Some people are easier to draw than others. Albert Einstein, Donald Trump, Richard Nixon, Angelina Jolie, Will Smith, Jimmy Durante, and the Beatles, for example, lend themselves to caricature. Apparently, so do I.
Whether this is a bonus or a curse remains unclear. I’ve been lampooned by professionals, amateurs, and kids from the age of five. A tuft of hair, a pair of glasses, a sketchy beard– that’s all it takes. I’ll collect them in a gallery here, just to prove my point.
Admittedly, I’m often a willing participant. Being reduced to a silly sketch is good for the soul. It reminds us that we’re all playing our parts in a wildly entertaining comic opera.

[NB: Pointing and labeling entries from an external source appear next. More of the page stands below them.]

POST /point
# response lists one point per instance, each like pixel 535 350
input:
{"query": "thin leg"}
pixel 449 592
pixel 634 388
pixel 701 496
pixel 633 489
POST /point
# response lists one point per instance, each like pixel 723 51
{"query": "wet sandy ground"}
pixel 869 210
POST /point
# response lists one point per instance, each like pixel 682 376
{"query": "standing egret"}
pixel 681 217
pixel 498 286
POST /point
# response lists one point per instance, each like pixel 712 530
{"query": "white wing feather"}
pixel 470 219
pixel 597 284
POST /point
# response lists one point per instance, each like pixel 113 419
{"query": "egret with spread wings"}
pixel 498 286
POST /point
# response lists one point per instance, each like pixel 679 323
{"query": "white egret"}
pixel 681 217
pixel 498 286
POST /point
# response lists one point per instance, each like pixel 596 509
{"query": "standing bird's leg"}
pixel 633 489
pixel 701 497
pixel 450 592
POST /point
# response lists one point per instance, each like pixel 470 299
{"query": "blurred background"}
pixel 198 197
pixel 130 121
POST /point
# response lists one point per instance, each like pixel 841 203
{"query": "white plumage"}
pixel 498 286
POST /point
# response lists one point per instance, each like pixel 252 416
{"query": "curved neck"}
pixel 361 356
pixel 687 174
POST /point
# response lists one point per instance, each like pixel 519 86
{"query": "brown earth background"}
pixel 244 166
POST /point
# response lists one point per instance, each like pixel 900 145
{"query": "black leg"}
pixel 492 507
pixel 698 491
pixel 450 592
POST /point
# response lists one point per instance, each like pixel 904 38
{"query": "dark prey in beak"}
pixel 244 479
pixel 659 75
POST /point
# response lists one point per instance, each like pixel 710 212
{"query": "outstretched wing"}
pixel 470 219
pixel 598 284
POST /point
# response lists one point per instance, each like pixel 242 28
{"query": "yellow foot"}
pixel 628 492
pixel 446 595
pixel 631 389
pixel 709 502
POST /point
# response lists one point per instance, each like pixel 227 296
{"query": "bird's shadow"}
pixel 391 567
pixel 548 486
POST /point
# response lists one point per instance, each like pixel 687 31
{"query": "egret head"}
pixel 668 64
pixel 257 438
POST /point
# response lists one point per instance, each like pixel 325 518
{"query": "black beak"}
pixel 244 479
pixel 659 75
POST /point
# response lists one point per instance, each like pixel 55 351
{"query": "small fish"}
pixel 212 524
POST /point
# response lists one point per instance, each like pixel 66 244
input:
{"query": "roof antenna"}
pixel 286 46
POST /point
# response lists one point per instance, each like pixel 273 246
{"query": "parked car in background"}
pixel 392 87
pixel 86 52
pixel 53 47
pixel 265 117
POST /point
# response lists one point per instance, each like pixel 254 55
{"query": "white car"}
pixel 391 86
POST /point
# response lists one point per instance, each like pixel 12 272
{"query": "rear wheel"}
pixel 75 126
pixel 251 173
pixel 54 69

My approach to writing history, readers often point out, is peppered with humor since, without it, the past can be a veil of tears. The rise of AI has only made the tears, fo good or ill, flow faster.
This particular cartoon depicts a real event for which I still plead innocent. Back, I believe, in the 1970s, a friend and I wandered into a Portsmouth bar called the Night Owl. Bars were, shall we say, different back then. It might have been a private club, but we knew the bartender. Nothing, as I recall, was going on. The place was dead. Someone, maybe me, put a dime in the jukebox, which was a little improvement.
A huge cat was sitting on an unused pool table. It was as bored as we were. Ohimut of sheer whimsy, I picked him/her up and began waltzing around the empty saloon. Long story short, we got kicked out of the Night Owl. When I recalled the event in a local publication, now long gone, the staff cartoonist whipped off this illustration. I shrink to admit, it’s pretty darn accurate.
The moral of the story? First, don’t dance with the owner’s cat in a private club. Second, be careful what tales you tell to people who know how to draw. And third, embrace your inner foolishness. Whether you admit it or not, other people find you hilarious.